4章: 設備補助金等、全てを控除すると
買取価格は約10円/kW時切り下がる
この30円/kW時の買取価格から、控除すべき項目が2つある。『WEDGE』2012年12月号の拙稿で指摘した、①設備投資補助金9.5億円、および②未利用材チップ価格が調達委での12000円/トン(発電所着、水分率40%)ではなく、8000円/トンであった場合だ。

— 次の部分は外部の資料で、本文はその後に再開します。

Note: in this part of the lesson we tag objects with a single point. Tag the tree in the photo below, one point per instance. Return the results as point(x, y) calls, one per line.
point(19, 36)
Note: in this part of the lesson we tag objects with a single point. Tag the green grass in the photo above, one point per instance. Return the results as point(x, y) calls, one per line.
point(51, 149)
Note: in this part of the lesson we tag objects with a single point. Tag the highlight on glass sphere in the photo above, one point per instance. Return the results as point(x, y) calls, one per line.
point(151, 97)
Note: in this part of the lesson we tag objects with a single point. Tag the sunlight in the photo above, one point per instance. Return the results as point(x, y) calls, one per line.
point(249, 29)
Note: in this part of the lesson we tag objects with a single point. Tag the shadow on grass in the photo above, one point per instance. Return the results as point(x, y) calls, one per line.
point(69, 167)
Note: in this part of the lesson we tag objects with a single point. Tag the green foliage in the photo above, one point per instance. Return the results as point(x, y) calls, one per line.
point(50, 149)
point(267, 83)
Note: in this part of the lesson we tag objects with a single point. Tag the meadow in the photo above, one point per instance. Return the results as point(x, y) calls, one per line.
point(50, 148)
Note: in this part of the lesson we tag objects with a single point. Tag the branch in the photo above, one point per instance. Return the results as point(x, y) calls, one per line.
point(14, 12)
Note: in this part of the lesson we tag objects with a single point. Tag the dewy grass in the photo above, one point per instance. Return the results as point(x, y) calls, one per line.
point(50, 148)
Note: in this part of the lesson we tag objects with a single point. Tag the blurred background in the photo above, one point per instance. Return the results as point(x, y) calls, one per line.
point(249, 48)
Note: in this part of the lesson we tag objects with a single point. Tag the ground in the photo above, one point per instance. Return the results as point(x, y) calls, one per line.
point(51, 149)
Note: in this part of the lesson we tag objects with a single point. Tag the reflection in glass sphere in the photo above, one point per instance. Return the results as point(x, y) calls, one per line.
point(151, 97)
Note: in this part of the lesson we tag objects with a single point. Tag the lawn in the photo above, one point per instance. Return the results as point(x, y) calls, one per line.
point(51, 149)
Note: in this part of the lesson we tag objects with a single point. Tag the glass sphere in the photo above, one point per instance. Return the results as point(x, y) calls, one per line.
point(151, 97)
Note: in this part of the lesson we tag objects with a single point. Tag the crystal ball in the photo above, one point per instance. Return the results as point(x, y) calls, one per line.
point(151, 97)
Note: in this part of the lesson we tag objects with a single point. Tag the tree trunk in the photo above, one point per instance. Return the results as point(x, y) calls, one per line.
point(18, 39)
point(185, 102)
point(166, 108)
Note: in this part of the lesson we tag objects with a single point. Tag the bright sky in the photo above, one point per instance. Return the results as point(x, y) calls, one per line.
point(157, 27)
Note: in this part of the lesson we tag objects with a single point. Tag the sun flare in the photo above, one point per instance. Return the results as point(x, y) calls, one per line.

これらを控除した場合の買取価格を図4に示す。設備補助金(9.5億円)を建設費(初期投資)から控除すると27円/kW時、燃料費(未利用材チップ価格)が8000円/トンの場合は24円/kW時である。両方を控除すると21円/kW時になり、調達委が査定した「32円/kW時」から、約10円/kW時切り下げられることになる。
5章: 問われる価格設定の透明性と
効率的な再エネ供給のあり方
賦課金は電気料金に加算されるので、事業者は嘘のない説明が求められるし、調達委には適切な査定が求められる。しかし、『WEDGE』12月号の拙稿(「固定価格買取制度の限界 コストは査定できるのか」)で明らかにしたように、調達委による査定は機能しなかった。
問題は多岐にわたるが、(言い値の根拠になる)提出資料の査定もあやふやでは、改善の見込みもない。最低限、査定の透明性の確保に向けて、調達委は、稼働率等の買取価格を再現するために必要な計算諸元を整理し、価格設定の根拠をエクセルシートで公開する等で、透明性の確保に全力を尽くすべきだ。